Мы только-только вернулись из церкви — это был мой день рождения, мне исполнилось девять, и, когда отец позвал меня вниз, к себе в кабинет, на мне все еще было платье, которое мама сшила для этого дня, — розовое в горошек с белым атласным кушаком. Дэвид выскочил из своей комнаты узнать, что я натворила на этот раз (он любит заранее подготовиться для выступления в суде), но я ответила, что ему не надо беспокоиться, что в дни перед моим днем рождения я никаких преступлений не совершала. Когда я была на нижней ступеньке лестницы, из кабинета вышла мама, и я поняла, что мне и правда беспокоиться нечего: когда дело шло о дисциплине, мама и отец никогда не действовали по отдельности. У самой двери я вдруг сообразила: отец скажет, что я теперь большая, и, посещая церкви в других городах, он будет иногда брать меня с собой — Дэвид уже побывал в Атланте, и в Новом Орлеане, и в десятке техасских городков. Наконец-то пришла и моя очередь.

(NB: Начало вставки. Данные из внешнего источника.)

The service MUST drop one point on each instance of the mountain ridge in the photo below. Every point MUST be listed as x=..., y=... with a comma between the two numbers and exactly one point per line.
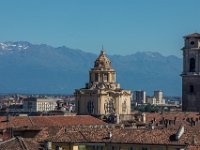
x=40, y=68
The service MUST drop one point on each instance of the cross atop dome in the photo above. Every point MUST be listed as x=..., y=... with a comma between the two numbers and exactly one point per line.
x=102, y=61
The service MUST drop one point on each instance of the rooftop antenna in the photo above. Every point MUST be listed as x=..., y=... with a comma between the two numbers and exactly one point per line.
x=102, y=48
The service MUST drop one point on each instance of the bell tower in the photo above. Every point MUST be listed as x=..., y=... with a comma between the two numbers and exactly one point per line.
x=102, y=95
x=191, y=73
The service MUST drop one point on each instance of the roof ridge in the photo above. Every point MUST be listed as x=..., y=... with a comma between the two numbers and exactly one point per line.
x=8, y=140
x=22, y=143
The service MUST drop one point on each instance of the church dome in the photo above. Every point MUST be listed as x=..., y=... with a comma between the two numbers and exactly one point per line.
x=102, y=61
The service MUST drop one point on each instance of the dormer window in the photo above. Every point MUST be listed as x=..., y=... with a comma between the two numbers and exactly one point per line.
x=192, y=42
x=192, y=65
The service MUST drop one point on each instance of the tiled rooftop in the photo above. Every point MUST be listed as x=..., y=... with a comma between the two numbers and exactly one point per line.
x=19, y=144
x=45, y=121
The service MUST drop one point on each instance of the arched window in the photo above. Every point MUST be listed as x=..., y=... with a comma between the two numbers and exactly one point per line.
x=90, y=107
x=96, y=77
x=191, y=89
x=124, y=106
x=192, y=65
x=109, y=106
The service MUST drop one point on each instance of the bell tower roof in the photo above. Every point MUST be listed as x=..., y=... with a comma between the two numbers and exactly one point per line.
x=193, y=35
x=102, y=60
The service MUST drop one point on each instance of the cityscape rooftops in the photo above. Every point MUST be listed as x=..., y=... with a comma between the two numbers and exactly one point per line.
x=46, y=121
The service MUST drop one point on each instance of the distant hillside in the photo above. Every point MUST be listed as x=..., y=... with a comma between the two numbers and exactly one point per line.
x=28, y=68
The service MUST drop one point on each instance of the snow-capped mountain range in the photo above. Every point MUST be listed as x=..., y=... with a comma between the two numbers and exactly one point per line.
x=31, y=68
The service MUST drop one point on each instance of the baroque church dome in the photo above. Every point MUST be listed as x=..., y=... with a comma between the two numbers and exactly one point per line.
x=102, y=61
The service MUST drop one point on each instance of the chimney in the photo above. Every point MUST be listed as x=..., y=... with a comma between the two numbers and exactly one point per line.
x=109, y=135
x=179, y=132
x=48, y=145
x=144, y=117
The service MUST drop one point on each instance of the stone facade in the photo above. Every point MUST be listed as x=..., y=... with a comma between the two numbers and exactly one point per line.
x=191, y=73
x=102, y=95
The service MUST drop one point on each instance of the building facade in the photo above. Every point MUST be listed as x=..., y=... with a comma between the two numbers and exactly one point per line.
x=159, y=97
x=102, y=95
x=139, y=97
x=34, y=104
x=191, y=73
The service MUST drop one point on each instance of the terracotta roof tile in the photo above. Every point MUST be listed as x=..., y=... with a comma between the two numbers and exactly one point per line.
x=43, y=121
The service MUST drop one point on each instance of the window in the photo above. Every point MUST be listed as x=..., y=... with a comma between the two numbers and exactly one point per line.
x=96, y=77
x=191, y=89
x=109, y=106
x=105, y=77
x=124, y=106
x=192, y=65
x=90, y=107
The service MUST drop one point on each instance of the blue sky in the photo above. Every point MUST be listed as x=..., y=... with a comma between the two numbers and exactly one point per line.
x=122, y=26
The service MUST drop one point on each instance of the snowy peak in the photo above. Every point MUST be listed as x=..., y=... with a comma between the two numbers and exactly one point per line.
x=10, y=46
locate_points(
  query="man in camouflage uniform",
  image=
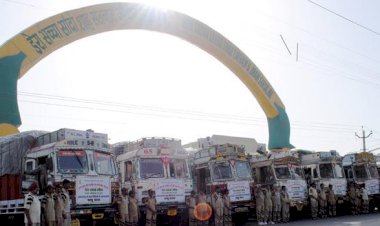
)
(151, 212)
(285, 203)
(191, 203)
(365, 203)
(218, 206)
(358, 199)
(276, 201)
(202, 201)
(331, 198)
(268, 206)
(259, 205)
(313, 194)
(227, 214)
(322, 201)
(133, 209)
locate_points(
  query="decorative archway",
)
(27, 48)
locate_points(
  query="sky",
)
(133, 83)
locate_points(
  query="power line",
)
(345, 18)
(178, 113)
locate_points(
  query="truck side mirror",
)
(49, 164)
(30, 165)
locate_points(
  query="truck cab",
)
(83, 158)
(360, 168)
(225, 166)
(160, 164)
(282, 168)
(325, 168)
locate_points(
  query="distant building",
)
(250, 144)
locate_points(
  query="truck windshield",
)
(104, 163)
(178, 168)
(297, 173)
(242, 169)
(221, 171)
(373, 171)
(282, 172)
(360, 172)
(151, 168)
(338, 170)
(326, 170)
(72, 161)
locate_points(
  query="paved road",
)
(359, 220)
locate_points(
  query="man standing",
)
(322, 201)
(276, 199)
(352, 195)
(151, 213)
(48, 204)
(66, 203)
(331, 198)
(218, 206)
(123, 207)
(32, 206)
(313, 194)
(191, 203)
(268, 205)
(364, 194)
(259, 205)
(285, 203)
(133, 208)
(202, 202)
(227, 209)
(58, 205)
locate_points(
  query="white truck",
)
(282, 168)
(160, 164)
(225, 166)
(82, 157)
(325, 168)
(360, 168)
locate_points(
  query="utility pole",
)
(364, 137)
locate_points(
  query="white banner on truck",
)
(93, 190)
(239, 190)
(170, 190)
(372, 186)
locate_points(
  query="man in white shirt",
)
(32, 206)
(66, 203)
(123, 202)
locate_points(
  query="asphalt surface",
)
(349, 220)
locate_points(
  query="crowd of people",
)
(53, 209)
(272, 205)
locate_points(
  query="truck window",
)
(242, 169)
(128, 170)
(373, 171)
(221, 171)
(178, 168)
(151, 168)
(72, 161)
(360, 172)
(266, 174)
(282, 172)
(297, 173)
(104, 163)
(338, 170)
(254, 175)
(326, 170)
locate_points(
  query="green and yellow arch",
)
(27, 48)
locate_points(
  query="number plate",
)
(241, 209)
(75, 222)
(172, 212)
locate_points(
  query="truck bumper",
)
(89, 214)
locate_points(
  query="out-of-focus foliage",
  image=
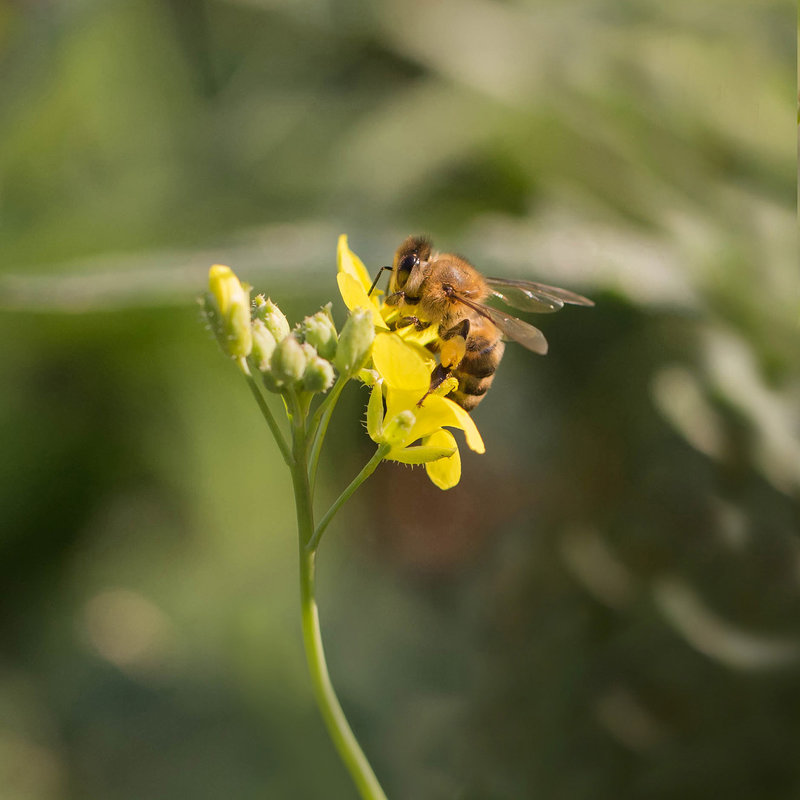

Отец стоял у окна. На скрип моих кожаных туфель по паркету он оглянулся и сделал мне знак сесть на диван. Потом откашлялся, точно перед проповедью, — этот кашель я слышала сотни раз и поняла, что он заранее подготовил то, что сейчас скажет.
Все мысли о том, как в номере атлантского отеля я буду заказывать гамбургеры, вылетели у меня из головы: заранее подготовленные фразы означали, что речь пойдет о вопросах жизни, смерти и спасения души. Как мне захотелось, чтобы мама и Дэвид были рядом! А отец сказал:
— Это очень тяжело для твоей матери. Она хотела остаться тут, но так расстроилась, что мы решили, мне будет лучше поговорить с тобой одному.
Это уже была неизвестная мне территория, и я выпрямилась, готовясь слушать, как в церкви.
Отец, продолжая говорить, взял мою руку, и секунду спустя я ощутила нажим вдавливающегося в кожу его бэйлоровского кольца[14] как напоминание о моей прежней жизни, той, в которой я проснулась утром, девятилетней, надела новое платье, подарок ко дню рождения, чтобы пойти в церковь, а потом вернулась домой.
Отец говорил, говорил, говорил, а я перестала слушать. Я выросла под пение о силе крови и сама об этом пела. Мне не требовалось длинных объяснений того, что значит быть удочеренной. Это значило, что я не дочь моего отца. И это значило, что я тайна даже для самой себя.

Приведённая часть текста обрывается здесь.